It doesn't sound like a bad plan to me, financial shenanigans or not.

There's a lengthy discussion to be had here, and there's enough lawyerspeak in every provider's data retention policy to wiggle out of anything. A few notes from their current data use page:

> If you enable “Privacy Mode” in Cursor’s settings: zero data retention will be enabled for our model providers. Cursor may store some code data to provide extra features. None of your code will ever be trained on by us or any third-party.

Note the "may store some code data" and "none of your code will ever be trained on". In general you never want to include actual customer code in training the data, because of leaks that you may not want. Say someone has a hash somewhere, and your model autocompletes that hash. Bad. But that's not to say you couldn't train a reward model on pairs of prompts + completions. You have "some code data" (which could be acceptance rate) and use that. You just need to store the acceptance rate. And later, when you train new models, you check against that reward model. Does my new model reply close enough to score higher? If so, you're going in the right direction.

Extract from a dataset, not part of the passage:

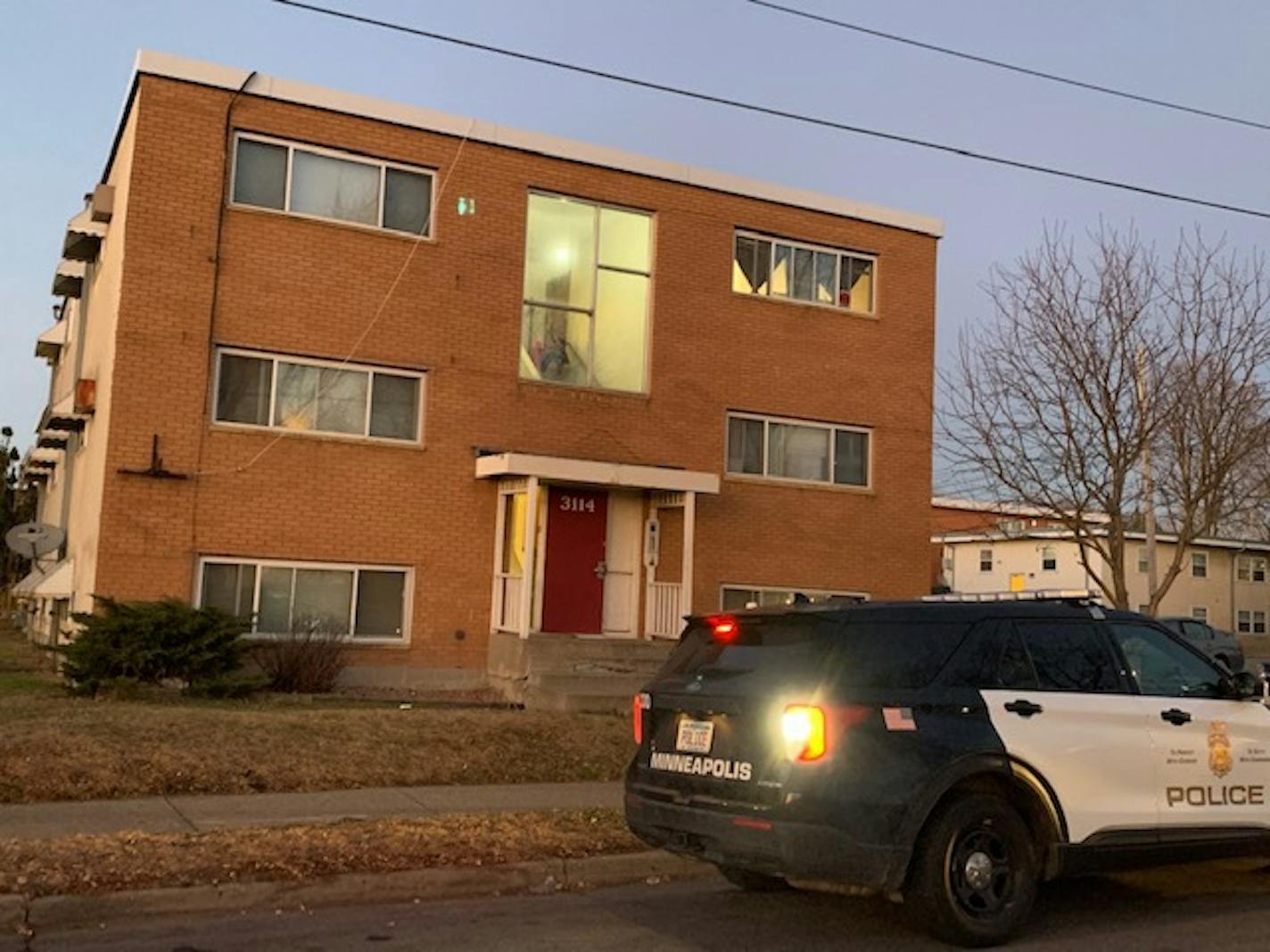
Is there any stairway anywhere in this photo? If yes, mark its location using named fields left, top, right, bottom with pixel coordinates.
left=489, top=632, right=677, bottom=713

> If you choose to turn off “Privacy Mode”: we may use and store codebase data, prompts, editor actions, code snippets, and other code data and actions to improve our AI features and train our models.

Self explainatory.

> Even if you use your API key, your requests will still go through our backend!

They are collecting data even if you BYOK.

> If you choose to index your codebase, Cursor will upload your codebase in small chunks to our server to compute embeddings, but all plaintext code for computing embeddings ceases to exist after the life of the request. The embeddings and metadata about your codebase (hashes, file names) may be stored in our database.

They don't store (nor need to store) plain text, but they may store embeddings and metadata. Again, you can use those to train other things, not necessarily models. You can use metadata to check if you're going in the right direction.